CleanData.drop_duplicate_rows

Use to drop duplicate rows from the input dataframe. Performs the following steps:

Exclude variables of the “Index” category from the duplicate search
Make a working copy of the input dataframe
Get the index of duplicate rows
Drop the duplicate rows from the dataframe
Get the dropped rows from the original dataframe and save them as an excel file (CleanData.dropped_duplicated_rows_filename)
Update the new filename and the new input dataframe (suffix used: CleanData.suffix_dropped_duplicated_rows)

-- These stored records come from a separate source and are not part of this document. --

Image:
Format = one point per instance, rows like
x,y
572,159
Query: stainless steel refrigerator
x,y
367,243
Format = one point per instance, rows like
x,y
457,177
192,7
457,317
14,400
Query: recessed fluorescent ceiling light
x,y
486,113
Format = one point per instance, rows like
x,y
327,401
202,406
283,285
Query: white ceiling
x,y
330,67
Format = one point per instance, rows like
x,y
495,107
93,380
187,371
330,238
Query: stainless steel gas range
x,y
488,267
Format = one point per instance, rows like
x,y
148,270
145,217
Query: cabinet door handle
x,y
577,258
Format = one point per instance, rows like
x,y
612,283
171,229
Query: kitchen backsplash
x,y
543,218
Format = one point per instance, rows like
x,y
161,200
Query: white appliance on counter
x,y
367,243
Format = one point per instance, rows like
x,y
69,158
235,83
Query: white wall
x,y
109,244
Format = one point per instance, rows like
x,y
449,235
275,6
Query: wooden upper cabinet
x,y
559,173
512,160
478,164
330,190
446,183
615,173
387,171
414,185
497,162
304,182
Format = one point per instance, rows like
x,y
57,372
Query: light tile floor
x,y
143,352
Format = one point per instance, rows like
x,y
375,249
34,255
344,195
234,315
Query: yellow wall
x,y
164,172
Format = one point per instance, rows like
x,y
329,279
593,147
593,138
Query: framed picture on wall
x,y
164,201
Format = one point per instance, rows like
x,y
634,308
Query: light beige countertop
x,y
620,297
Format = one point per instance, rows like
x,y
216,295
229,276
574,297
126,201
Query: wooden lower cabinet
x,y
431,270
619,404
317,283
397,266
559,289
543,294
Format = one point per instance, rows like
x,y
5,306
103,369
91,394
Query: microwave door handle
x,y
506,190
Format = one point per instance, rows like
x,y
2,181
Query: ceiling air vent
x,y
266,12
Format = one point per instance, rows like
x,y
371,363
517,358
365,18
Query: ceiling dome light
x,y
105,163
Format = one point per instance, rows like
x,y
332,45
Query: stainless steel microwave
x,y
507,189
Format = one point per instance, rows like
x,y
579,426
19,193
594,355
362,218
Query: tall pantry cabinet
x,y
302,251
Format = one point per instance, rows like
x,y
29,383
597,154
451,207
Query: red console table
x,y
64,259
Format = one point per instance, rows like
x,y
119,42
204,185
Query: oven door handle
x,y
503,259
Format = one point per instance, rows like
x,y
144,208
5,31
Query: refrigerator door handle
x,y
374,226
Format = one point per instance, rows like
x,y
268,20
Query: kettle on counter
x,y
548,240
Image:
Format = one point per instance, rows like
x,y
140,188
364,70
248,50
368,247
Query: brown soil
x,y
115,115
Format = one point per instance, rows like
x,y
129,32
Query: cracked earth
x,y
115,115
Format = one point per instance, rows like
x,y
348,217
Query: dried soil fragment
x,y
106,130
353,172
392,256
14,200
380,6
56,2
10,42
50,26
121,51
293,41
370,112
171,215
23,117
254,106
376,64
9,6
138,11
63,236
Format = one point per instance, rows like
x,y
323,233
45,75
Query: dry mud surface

CleanData.drop_duplicate_rows()

Parameters None.

Returns None.

Notes

Updated dataframe can be found as CleanData.clean_df.
A copy of the cleaned data can be found in the folder CleanData.train_data_path, with a suffix CleanData.suffix_dropped_duplicated_rows.
A record of the dropped rows can be found in the folder CleanData.train_data_path, with the filename CleanData.dropped_duplicated_rows_filename.

Relevant Definitions Settings

SUFFIX_DROPPED_DUPLICATED_ROWS: suffix to append to the end of the output filename of the input data. E.g. “DD”
OUTPUT_DROPPED_DUPLICATED_ROWS_FILENAME: output file name to store the duplicated rows which have been dropped. E.g. “rowsRemoved.xlsx”.

Examples

See Example cleanData for detailed setup and outputs.